After finishing Athlone, she went for biopsies and discovered that the cancer had started in the bladder and spread to the liver and the nodes in her back and lungs

“It was pretty heavy stuff,” she explained.

ABOVE: Trish Keane as Agnes, Rachel O'Connor as Clair and Richard Hurst as Tobais in a scene from 'A Delicate Balance', a production by Ballyshannon Drama Society in the Abbey Arts Centre in 2023. Picture Thomas Gallagher

“Once I did the chemo, I flew through it and I never looked back. Of course, you have to have the backing of your family, which I have.”

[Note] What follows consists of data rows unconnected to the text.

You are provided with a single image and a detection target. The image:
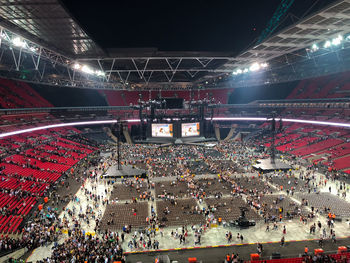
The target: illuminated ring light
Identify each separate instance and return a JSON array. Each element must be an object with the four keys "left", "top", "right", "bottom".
[
  {"left": 0, "top": 117, "right": 350, "bottom": 138},
  {"left": 206, "top": 117, "right": 350, "bottom": 128}
]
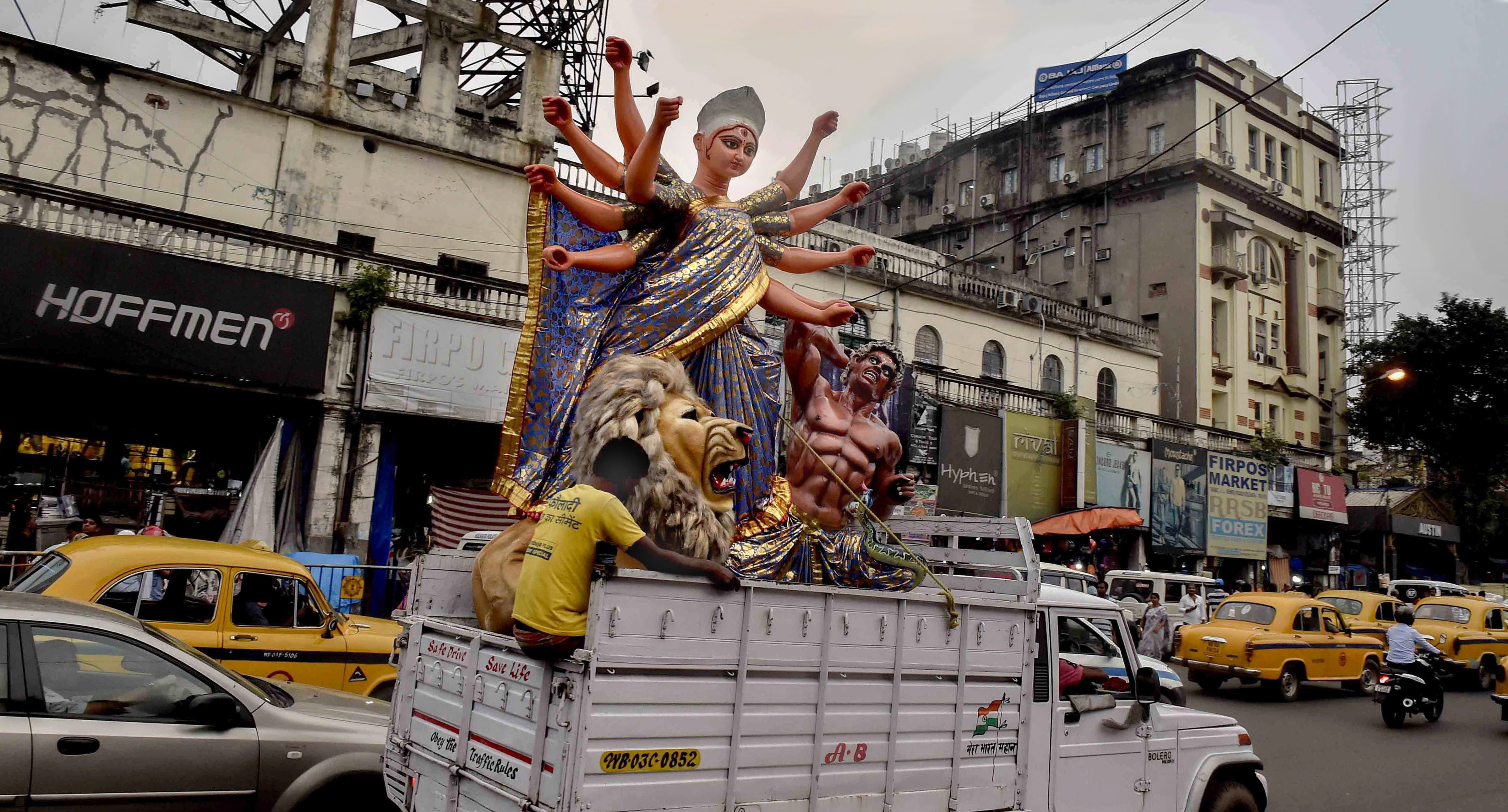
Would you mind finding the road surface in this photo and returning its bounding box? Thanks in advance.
[1178,669,1508,812]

She also refused to pull out of Ballyshannon’s Drama Society contribution to the All Ireland finals last year and the journey has continued with ‘Margaret’ this year thanks to the efforts of both Shaun Byrne and Monica Doherty and team.

“I’m on immunotherapy which is ongoing and is fortnightly for the foreseeable future, but I feel great. I’m never going to be rid of the cancer and everything is stable and that is good, so I am great and I have the hair back and doing ‘Margaret’ has been a great focus for me.”

And we are all the more ‘great’ for having Rachel amongst us, one of the finest acting talents in the land and a genuine humble lady, a mum and a wife who epitomises the very best in making things happen, no matter what the challenges in life are.